El idiota latinoamericano alza la voz diciendo dos cosas:  primero —«nos roban nuestras riquezas naturales»— es mucho más popular que el segundo: los países ricos «ganan» más consumiendo que América Latina vendiendo. Y como la segunda parte de la proposición luego se reitera y explica, concretémonos ahora en la primera. Vamos a ver: supongamos que los evangelios del idiota latinoamericano se convierten en política oficial de América Latina y se cierran las exportaciones del petróleo mexicano o venezolano, los argentinos dejan de vender en el exterior carnes y trigo, los chilenos atesoran celosamente su cobre, los bolivianos su estaño, y colombianos, brasileros y ticos se niegan a negociar su café, mientras Ecuador y Honduras hacen lo mismo con el banano. ¿Qué sucede? Al resto del mundo, desde luego, muy poco, porque toda América Latina apenas realiza el ocho por ciento de las transacciones internacionales, pero para los países al sur del Río Grande la situación se tornaría gravísima. Millones de personas quedarían sin empleo, desaparecería casi totalmente la capacidad de importación de esas naciones y, al margen de la parálisis de los sistemas de salud por falta de medicinas, se produciría una terrible hambruna por la escasez de alimentos para los animales, fertilizantes para la tierra o repuestos para las máquinas de labranza. Incluso, si los ingenuos que comparten el análisis anti – globalización fueran consecuentes con el humanismo que sustentan, bien pudieran llegar a la conclusión inversa: dado que América Latina importa más de lo que exporta, es el resto del planeta el que tiene sus venas merced del aguijón de los hispanoamericanos. De manera que sería posible montar un libro en sentido contrario en el que apasionadamente se acusara a los latinoamericanos de robarles las computadoras y los aviones a los gringos, los televisores y los automóviles a los japoneses, los productos químicos y las maquinarias a los alemanes y así hasta el infinito.

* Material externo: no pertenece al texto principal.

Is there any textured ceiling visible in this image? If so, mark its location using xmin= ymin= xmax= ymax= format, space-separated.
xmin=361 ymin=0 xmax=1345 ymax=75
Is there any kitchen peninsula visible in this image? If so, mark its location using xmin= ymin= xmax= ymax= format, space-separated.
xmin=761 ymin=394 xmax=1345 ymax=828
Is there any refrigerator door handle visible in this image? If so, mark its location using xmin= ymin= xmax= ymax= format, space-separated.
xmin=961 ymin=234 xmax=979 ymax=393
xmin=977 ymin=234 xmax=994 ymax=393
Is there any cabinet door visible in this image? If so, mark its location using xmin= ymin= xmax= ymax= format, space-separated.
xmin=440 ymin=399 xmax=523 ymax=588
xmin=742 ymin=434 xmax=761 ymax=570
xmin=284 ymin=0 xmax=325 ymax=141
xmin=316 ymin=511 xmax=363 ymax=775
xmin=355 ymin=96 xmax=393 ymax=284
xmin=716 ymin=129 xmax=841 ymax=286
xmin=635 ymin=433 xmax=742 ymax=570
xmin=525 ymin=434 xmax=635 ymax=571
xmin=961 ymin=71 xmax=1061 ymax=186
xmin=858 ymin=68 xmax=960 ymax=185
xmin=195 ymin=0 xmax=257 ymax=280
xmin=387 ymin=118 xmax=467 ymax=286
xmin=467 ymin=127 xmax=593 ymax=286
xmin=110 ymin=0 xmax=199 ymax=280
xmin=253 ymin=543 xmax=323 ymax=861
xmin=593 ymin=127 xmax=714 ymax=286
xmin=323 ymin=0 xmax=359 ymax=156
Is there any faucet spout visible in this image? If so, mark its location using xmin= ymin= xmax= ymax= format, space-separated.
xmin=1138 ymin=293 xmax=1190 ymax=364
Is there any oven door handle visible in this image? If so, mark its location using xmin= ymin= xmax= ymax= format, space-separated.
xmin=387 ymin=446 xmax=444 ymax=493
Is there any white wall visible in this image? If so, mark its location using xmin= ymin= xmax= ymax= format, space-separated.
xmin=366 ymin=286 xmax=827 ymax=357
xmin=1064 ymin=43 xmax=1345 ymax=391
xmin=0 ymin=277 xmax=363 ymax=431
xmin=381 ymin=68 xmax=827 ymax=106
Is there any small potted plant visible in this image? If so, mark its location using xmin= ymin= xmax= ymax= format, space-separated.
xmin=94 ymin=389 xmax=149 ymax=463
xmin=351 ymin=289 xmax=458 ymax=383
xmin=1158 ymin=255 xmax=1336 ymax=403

Por otra parte, según los ingenuos, los países ricos «ganan consumiéndolos (los productos latinoamericanos) mucho más de lo que América Latina produciéndolos». ¿Cómo realizan ese prodigio? Muy fácil: gravan a sus consumidores con impuestos que aparentemente enriquecen a la nación. Evidentemente, aquí estamos ante dos ignorancias que se superponen y procrean una tercera. Por un lado, no pueden de entender que si los latinoamericanos no exportan y obtienen divisas a duras penas podrán importar. Por otro, no se da cuenta de que los impuestos que pagan los consumidores de esos productos no constituyen una creación de riqueza, sino una simple transferencia de riqueza del bolsillo privado a la tesorería general del sector público, donde lo más probable es que una buena parte sea malbaratada, como suele ocurrir con los gastos del Estado. Pero más ignorante resulta creer que los impuestos que se le cobran al empresario cumplen un papel «enriquecedor» para el Estado que los asigna,  ni siquiera son capaces de descubrir que la función de esos gravámenes no es otra que disuadir las importaciones. Es decir, constituyen un claro intento de disminuir el flujo de capital que viene del resto del mundo, porque, aunque el idiota latinoamericano no sea capaz de advertirlo, nuestra tragedia no es que se aprovechen de nosotros las naciones desarrolladas sino que nosotros somos incapaces de aprovecharnos de ellas. No tenemos suficientes cosas que vender en el exterior. No producimos lo que debiéramos en las cantidades que serían deseables.